In their procedure guidance published in July 2011, The UK National Institute for Health and Clinical Excellence (NICE) stated that the evidence on the efficacy of SIRT in chemotherapy-naïve patients was lacking and “Clinicians should offer eligible patients who have not been previously treated by chemotherapy entry into well-designed research studies such as the FOXFIRE trial (http://www.octo-oxford.org.uk/alltrials/trials/FOXFIRE).” FOXFIRE is the first clinical study of SIRT to be powered to address an overall survival endpoint and to include systematic evaluation of quality of life and healthcare economics.

As the first multi-centre, phase III clinical trial of SIRT in the UK, FOXFIRE has resulted in the establishment of a national infrastructure for the safe delivery of SIRT to patients with cancer, and “chemotherapy-only” centres who deliver FOXFIRE chemotherapy and refer their patients to another centre for the SIRT procedure. This pattern of specialist of SIRT centres and “chemotherapy-only” centres has improved equity of access to this clinical trial across the whole of the UK and is particularly important for interventional oncology trials to maintain adequate recruitment rates. Recruitment to FOXFIRE was one of the factors used by NHS England in deciding which 10 centres would be commissioned to deliver SIRT as part of the Commissioning through Evaluation programme for the 3rd and subsequent line therapy of metastatic colorectal cancer [14].

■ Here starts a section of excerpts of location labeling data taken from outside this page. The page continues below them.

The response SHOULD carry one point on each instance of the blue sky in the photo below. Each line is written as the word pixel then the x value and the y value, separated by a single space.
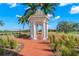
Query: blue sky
pixel 10 11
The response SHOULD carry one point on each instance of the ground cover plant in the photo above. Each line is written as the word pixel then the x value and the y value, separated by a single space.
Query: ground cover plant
pixel 64 44
pixel 8 45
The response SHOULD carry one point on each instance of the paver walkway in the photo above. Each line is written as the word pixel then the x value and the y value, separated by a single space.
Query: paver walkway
pixel 35 47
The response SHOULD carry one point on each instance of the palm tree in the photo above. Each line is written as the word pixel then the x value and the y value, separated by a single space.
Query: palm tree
pixel 1 23
pixel 65 26
pixel 47 8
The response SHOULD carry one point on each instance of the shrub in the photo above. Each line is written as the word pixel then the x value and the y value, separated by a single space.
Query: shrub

SIRFLOX is a randomised multi-centre trial with participating centres in Australia, New Zealand, Europe and the USA, evaluating the addition of SIR-spheres to FOLFOX chemotherapy for patients with non-resectable liver metastases from primary colorectal carcinoma either with or without evidence of extra-hepatic disease. FOLFOX is equivalent in drug doses to OxMdG but uses a different delivery regimen with regard to the sequencing of drugs. Discussion between the trial management groups of the two trials led to the development of similar protocols and treatment paradigms in order to provide sufficient power for the prospective combined analysis of the two trials for overall survival. This will be carried out as a two-stage process: separate within trial analyses followed by a meta-analysis pooling these results. Additional analysis using the individual patient data will also be undertaken. A combined statistical analysis plan will be finalised prior to final OS datalock combining data from the two trials. This result will be in addition to the PFS being reported separately for SIRFLOX and FOXFIRE, anticipated in 2015 and 2016 respectively.

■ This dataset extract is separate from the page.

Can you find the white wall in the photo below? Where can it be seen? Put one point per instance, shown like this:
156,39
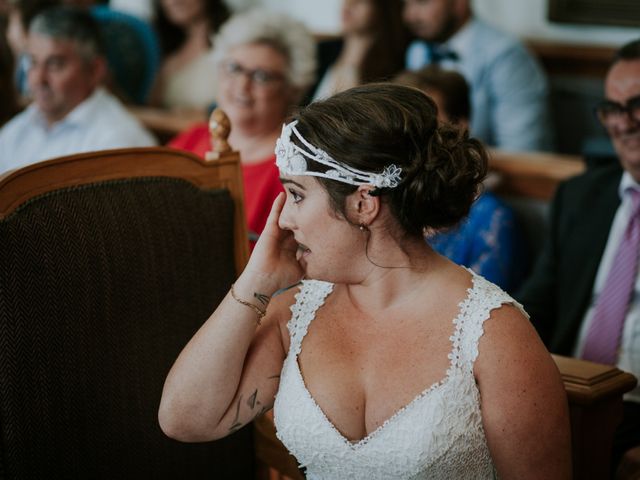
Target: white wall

The need for robust quality of life information from patients having SIRT was emphasised by NICE in its guidance published in July 2011. To address this deficit in the published literature, FOXFIRE has incorporated 3 quality of life instruments at 4 timepoints, plus annually, as an important secondary endpoint of the clinical trial. In addition to these data, a bespoke health economics questionnaire is being collected at baseline and annually to provide information about potential health economic benefits for patients treated with SIRT.

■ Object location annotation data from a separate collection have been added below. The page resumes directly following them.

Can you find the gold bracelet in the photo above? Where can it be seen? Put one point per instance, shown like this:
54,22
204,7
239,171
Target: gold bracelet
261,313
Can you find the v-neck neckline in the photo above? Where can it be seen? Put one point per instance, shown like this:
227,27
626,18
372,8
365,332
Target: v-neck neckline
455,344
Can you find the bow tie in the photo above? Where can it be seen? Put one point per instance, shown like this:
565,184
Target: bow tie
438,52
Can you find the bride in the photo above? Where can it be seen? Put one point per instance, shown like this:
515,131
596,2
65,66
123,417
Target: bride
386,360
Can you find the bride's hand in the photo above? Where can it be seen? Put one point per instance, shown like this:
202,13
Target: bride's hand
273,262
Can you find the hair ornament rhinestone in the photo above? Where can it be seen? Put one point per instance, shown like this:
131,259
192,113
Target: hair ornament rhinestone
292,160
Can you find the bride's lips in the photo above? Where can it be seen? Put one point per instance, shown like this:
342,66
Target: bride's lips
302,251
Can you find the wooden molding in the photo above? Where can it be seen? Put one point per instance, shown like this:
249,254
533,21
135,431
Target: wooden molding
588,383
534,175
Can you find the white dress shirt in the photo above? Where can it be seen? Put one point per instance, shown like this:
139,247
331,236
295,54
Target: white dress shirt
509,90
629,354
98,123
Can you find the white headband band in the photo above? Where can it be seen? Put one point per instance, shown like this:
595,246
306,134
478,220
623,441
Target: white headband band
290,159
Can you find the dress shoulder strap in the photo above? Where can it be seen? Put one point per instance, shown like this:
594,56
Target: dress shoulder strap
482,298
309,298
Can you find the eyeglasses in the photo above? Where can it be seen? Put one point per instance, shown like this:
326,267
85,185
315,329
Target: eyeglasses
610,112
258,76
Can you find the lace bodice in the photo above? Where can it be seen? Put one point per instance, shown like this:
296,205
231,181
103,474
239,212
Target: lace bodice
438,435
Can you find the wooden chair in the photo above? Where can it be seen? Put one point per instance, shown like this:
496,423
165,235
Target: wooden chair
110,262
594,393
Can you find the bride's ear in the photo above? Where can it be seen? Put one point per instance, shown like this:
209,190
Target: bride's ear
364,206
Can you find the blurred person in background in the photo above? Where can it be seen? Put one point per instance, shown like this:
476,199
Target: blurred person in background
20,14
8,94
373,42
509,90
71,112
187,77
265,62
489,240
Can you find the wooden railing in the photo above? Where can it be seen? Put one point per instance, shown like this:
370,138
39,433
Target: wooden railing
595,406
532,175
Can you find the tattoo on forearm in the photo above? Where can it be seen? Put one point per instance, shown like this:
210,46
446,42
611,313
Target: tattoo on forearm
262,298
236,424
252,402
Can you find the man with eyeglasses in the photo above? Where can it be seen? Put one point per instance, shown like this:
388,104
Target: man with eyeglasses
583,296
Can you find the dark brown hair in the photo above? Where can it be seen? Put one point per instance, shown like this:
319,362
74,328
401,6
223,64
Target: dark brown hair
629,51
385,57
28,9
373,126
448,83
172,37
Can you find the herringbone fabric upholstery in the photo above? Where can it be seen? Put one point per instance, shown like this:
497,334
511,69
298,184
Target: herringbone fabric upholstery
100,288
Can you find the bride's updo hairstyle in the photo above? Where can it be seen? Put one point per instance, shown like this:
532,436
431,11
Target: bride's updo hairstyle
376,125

FOXFIRE also includes translational substudies, including the collection of blood and tissue samples jointly with the New-EPOC clinical trial (University of Southampton, UK: ISRCTN22944367) under the combined Trans-EPOC award (separate grant from Cancer Research UK). The biobank being collected from FOXFIRE represents the only tissue collection worldwide of liver tissue post-radiotherapy and it represents a valuable resource for researchers to access via the Trans-EPOC trial management group. A substudy of Perfusion Liver CT in a subgroup of the FOXFIRE patients is also open to recruitment and is gathering data to study the role of this imaging modality in predicting response to chemotherapy and to SIRT (PERFORM, University of Oxford, UK: NCT01410760). These translational and radiological substudies will inform investigators how best to select patients for SIRT and how to assess response.

In summary, the FOXFIRE trial is testing the hypothesis that combining radiosensitising chemotherapy (OxMdG) with SIRT using yttrium-90 resin microspheres as a first-line treatment for liver-dominant metastatic CRC will improve clinical outcomes when compared to OxMdG chemotherapy alone.